Rather than you move into a larger house, consider seeking advice to release equity with a Remortgage to cover the costs of these. Though it may seem like a frightening concept having to obtain planning permission and fund/manage your project.
You could argue it’s a lot less stressful and more rewarding than the process of finding a new home. Selling your current one and moving your belongings.
In the long run, this may prove even more beneficial as creating more space and will likely increase the value of your property, handy for if you ever do decide to sell up or rent out.
In some cases, people may wish to Remortgage in Newcastle for a better mortgage term, by reducing the length or switching to a more flexible product.
Reducing the size does mean you won’t be paying back your mortgage for as long, so aren’t entirely tied down forever, but as such your monthly repayments will be a lot higher. The longer your term, the lower the payments will be over time.
Some opt for a more flexible mortgage term when they remortgage. The benefits provided by this option can prove appealing to some homeowners. You may gain the ability to overpay,
Resulting in being able to pay your mortgage off as quickly as you’d like, as well as being able to carry the same mortgage and rates over to another property, should you decide to move at any point in the future.
Though a flexible mortgage sounds near perfect, they usually come in the form of a tracker mortgage, which as mentioned earlier on follows the Bank of England base rate. Meaning one month of your payments could vary based on interest, making them a little unreliable.
Everyone has a level of equity in their property, how it works is with a difference between the remaining total on the mortgage, and the current value of the property.
As touched upon briefly, you can choose to opt-in for some for home improvements; however, there are more options available for you out there.
Some use it to cover long-term care costs, to supplement their income, to have a holiday, to pay off an interest-only mortgage, or to have free spending money.
In some cases, we find that Buy-to-Let landlords will use a remortgage to release equity as a means of covering their deposit for buying a future property to add to their portfolio.
If you are aged 55+ and currently living in a property with a minimum value of £70,000, then it’s worth taking a look at your options for Equity Release in Newcastle. To find out if you qualify for later life lending, book your free mortgage appointment and chat with a later life mortgage advisor in Newcastle.
On the topic of a remortgage to release equity, another big one people use it for, is to pay off any unsecured debts you may have accrued over time.

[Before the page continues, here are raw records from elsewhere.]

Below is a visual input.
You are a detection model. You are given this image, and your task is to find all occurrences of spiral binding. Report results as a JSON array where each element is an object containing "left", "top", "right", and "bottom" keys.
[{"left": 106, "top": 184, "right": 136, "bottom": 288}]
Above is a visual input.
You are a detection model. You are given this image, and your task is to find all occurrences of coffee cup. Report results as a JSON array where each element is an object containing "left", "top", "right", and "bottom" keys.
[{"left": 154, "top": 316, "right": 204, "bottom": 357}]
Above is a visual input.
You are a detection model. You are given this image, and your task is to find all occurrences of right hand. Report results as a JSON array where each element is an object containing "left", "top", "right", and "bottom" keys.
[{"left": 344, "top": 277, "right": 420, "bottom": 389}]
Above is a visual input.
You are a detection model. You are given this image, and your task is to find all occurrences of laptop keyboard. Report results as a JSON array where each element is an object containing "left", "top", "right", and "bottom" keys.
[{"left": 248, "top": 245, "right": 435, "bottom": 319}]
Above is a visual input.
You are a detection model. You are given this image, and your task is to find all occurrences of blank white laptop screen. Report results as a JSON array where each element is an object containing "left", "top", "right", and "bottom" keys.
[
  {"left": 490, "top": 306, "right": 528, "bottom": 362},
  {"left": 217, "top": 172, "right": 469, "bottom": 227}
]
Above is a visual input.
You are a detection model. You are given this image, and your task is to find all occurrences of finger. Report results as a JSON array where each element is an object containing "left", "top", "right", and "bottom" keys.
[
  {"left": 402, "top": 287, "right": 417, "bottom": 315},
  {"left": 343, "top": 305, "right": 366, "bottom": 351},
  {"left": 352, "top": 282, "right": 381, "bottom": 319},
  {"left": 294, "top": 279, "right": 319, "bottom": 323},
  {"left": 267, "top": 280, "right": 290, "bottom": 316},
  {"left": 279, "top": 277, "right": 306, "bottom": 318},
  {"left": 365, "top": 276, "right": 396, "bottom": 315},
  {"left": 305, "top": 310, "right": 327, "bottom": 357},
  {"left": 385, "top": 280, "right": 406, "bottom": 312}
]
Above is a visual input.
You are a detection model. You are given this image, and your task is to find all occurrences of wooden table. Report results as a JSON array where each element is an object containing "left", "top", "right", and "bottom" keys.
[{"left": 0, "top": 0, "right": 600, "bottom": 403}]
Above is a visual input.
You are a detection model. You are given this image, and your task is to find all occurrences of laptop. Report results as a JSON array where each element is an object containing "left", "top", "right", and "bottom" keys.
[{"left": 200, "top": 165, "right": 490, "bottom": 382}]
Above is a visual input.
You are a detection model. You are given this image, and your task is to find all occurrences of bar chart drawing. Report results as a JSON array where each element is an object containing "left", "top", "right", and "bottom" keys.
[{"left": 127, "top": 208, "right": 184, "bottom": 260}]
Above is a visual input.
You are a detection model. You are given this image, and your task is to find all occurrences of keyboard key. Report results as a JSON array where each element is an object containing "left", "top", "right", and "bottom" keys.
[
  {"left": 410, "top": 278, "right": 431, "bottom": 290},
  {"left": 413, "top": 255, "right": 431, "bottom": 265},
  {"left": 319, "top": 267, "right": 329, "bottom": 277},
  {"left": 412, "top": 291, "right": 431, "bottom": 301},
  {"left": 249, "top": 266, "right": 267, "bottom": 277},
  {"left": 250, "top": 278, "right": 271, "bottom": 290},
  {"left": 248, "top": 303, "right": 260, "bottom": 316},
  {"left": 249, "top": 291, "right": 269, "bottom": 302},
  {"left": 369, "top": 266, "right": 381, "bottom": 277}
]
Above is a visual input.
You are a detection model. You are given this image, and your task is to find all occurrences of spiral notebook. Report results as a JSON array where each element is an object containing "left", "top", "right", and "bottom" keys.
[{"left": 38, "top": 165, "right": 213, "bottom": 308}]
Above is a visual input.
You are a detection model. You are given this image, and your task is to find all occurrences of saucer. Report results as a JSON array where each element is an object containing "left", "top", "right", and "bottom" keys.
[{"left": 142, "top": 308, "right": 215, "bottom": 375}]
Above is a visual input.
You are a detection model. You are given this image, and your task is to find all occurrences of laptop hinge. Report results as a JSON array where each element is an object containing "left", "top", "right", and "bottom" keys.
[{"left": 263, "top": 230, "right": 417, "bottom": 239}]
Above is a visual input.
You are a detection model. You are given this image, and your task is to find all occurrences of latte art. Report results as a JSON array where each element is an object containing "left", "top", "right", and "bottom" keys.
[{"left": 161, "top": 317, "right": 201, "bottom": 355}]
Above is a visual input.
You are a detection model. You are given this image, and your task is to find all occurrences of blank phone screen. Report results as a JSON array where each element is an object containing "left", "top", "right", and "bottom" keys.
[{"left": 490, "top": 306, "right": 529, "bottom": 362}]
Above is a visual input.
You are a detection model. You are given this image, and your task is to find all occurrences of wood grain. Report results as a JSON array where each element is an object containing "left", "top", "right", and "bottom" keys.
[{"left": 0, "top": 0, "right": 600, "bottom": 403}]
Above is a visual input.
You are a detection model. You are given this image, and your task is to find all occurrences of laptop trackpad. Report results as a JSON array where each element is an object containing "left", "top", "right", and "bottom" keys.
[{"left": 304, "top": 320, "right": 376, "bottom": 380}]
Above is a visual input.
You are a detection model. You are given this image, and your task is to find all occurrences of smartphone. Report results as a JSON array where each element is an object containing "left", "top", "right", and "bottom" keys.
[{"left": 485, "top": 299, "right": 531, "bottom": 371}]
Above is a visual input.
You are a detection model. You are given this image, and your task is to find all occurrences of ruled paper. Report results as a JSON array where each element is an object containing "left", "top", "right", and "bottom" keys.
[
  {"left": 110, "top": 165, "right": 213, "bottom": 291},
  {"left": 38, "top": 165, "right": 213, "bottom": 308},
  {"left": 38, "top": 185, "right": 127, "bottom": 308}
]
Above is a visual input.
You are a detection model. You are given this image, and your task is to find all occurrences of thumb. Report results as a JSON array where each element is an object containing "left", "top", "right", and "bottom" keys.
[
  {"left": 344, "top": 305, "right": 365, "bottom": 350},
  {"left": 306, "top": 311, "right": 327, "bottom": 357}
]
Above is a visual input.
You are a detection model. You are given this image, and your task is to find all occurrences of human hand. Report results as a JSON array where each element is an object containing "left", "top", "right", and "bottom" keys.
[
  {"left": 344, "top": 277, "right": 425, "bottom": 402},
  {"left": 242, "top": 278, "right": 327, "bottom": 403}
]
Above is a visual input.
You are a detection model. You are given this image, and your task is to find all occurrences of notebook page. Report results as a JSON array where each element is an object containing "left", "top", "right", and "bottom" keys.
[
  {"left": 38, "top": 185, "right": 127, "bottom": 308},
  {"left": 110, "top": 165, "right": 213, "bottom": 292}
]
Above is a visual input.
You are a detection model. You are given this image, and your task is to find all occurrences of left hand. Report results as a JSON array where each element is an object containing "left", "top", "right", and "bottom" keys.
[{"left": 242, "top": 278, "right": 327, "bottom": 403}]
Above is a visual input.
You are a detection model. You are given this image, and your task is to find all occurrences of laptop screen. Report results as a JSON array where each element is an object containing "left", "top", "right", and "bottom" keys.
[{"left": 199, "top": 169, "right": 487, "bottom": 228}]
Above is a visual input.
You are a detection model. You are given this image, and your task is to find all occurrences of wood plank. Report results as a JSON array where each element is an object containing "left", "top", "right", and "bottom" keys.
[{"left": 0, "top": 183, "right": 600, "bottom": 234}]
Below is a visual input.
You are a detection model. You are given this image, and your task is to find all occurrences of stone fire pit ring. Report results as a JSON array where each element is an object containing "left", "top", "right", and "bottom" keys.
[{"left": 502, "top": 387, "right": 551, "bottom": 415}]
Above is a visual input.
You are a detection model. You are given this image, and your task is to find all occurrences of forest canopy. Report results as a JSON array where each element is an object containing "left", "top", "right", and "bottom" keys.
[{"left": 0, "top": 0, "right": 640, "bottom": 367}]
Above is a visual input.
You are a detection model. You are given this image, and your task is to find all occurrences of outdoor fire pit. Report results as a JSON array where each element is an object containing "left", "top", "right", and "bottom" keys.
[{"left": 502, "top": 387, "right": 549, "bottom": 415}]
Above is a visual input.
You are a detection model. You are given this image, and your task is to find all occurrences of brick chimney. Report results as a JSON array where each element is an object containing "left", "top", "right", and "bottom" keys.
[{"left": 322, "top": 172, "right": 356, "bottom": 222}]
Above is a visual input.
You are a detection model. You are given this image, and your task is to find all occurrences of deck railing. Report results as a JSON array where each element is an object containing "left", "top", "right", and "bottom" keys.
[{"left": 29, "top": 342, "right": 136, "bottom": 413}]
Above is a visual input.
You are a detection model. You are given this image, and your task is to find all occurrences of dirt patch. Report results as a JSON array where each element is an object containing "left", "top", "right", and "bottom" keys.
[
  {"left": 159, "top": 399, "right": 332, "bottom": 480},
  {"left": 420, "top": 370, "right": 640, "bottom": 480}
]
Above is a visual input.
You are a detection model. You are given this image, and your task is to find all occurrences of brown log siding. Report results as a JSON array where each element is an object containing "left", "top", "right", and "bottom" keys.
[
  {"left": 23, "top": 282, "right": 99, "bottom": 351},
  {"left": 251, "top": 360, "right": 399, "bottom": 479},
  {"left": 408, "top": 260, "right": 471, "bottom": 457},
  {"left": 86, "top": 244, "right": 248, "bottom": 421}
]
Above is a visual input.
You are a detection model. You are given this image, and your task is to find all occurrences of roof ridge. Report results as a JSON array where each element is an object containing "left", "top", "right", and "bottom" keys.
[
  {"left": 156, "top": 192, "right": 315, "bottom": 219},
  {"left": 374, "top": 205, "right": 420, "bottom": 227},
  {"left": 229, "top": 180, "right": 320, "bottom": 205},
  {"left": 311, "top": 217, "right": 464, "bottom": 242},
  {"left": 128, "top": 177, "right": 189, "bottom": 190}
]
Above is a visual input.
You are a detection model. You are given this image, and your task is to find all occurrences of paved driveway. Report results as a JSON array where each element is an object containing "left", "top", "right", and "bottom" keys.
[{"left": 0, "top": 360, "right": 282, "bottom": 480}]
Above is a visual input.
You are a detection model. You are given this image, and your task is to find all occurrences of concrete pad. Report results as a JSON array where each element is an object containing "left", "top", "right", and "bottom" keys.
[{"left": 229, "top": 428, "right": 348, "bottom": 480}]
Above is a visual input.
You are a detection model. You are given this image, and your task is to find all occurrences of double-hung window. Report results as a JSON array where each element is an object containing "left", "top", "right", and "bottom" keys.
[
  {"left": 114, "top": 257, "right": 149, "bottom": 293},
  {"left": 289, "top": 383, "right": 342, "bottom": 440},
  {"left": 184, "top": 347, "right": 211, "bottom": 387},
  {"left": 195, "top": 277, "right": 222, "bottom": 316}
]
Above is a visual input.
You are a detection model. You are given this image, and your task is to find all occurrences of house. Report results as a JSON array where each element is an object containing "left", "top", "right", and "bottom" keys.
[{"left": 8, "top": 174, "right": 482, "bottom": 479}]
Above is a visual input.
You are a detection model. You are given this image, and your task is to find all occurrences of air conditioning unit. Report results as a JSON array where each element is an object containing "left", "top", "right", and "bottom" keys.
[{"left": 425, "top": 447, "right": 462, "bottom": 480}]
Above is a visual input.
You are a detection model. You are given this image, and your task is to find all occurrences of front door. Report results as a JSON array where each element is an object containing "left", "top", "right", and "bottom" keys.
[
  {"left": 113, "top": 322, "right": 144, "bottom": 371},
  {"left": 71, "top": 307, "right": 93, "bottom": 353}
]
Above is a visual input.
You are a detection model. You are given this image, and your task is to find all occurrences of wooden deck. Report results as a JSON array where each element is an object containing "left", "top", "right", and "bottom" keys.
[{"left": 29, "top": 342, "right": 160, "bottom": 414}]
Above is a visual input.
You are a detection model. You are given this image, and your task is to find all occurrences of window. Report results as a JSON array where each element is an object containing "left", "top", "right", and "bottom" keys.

Firstly though it may seem easy enough, Debt Consolidation bases not only the amount on how much you’re entitled to and the value of the property, but also your credit rating. Additionally, this could mean you are limited in the amount you can borrow.
Secondary, to pay off your previous mortgage and your debts, you will need to borrow more than your outstanding mortgage amount. In any case, your monthly repayments will most likely be higher.
Though not an ideal situation, at least you can rest assured that should you find yourself dealt an unfortunate hand, you do have some options out there.
Should you find yourself with a significantly damaged credit rating, you do still have options to choose from. However, these will not be easy and require very Specialist Remortgage Advice in Newcastle before going forward.
Even then, there is no guarantee. You should always seek mortgage advice in Newcastle before choosing to consolidate and secure any debts against your home.
If you are reaching the end of your term and are wondering what your option may be for Remortgaging. It is worth your time to Get in Touch with an experienced and trusted mortgage broker in Newcastle.
An advisor will be able to discuss your circumstances and future goals to create the best plan of action for you in the next step of your mortgage journey. We aim to ensure this process quick and smoother approach than your first time.